Clustering of data
Variables were selected for clustering algorithm inclusion based on clinical relevance to indicating illness severity. Specific variables selected for inclusion were as follows. Both minimum and maximum values were included unless otherwise specified: temperature, heart rate (maximum), SBP, blood glucose, creatinine (maximum), haematocrit (minimum), sodium, WBC, platelets (minimum), respiratory rate (maximum), oxygen saturation (minimum), eGFR, and time from symptom onset to admission. Missing data for all selected physiologic measures were imputed using the study population mean stratified by age group (18-49, 50-64, 65+) and hospital. A table of selected metrics can be found in Supplemental Table 1.
Prior to the creation of clusters, Hopkin’s statistic was used to assess the randomness of the distribution of the data in relation to a uniform distribution. Values of 0.5 for this statistic indicate data are similar to the univariate distribution, while values closer to 1 indicate the data may contain clusters. The use of this statistic helps reduce the risk of a machine learning algorithm detecting clusters when the data do not actually have clusters within22.
Data were classified separately for each influenza season using the k-medoids Partitioning Around the Medoids (PAM) algorithm with Manhattan distance. Briefly, k-medoids clustering assigns groups to a set of data based on the distance to an assigned central data point of a cluster23. At the start, these medoids are randomly assigned, and the algorithm iterates through different selections of data centroids and cluster groupings until the distance from the centroid is minimized to all other data points in the cluster. K-medoids clustering is more robust in the presence of outliers than other centroid-based clustering algorithms such as k-means since the chosen centroid is an observed data point. Additionally, this algorithm assigns all data observations to a cluster; this is preferred in a cohort of hospitalized individuals where biologically plausible data outliers are of interest. The appropriate number of clusters to be assigned for a given season was chosen using the largest average silhouette width, a measure of the distance from points in one cluster to another, with one to a maximum of ten clusters tested.

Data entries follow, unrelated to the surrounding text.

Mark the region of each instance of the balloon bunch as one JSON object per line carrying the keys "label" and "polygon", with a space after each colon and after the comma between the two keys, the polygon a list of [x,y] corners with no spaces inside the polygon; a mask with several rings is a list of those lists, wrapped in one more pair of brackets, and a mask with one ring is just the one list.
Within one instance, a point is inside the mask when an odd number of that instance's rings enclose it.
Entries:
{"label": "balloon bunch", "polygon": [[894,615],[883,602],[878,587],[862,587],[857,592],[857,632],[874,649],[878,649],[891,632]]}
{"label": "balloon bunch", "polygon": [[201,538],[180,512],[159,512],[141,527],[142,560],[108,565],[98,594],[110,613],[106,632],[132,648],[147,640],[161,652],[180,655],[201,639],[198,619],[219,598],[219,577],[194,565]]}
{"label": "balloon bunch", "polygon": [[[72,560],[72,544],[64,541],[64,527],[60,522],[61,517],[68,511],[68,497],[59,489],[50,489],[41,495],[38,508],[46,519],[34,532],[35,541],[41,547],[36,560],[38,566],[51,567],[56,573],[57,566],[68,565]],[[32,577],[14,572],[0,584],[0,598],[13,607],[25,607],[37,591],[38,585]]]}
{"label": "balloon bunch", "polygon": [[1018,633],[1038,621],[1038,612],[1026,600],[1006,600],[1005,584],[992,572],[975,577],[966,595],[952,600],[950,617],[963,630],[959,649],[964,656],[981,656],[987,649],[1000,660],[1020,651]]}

The k-medoids clustering was performed using the “pam” function in R. Following group assignment, the silhouette width of each cluster was computed using the “silhouette” function. An average silhouette width close to 1 indicates perfect clusters, and an average silhouette width around 0 indicates clusters lie close together. A negative silhouette width for a given observation indicates that the data point may have been misclassified.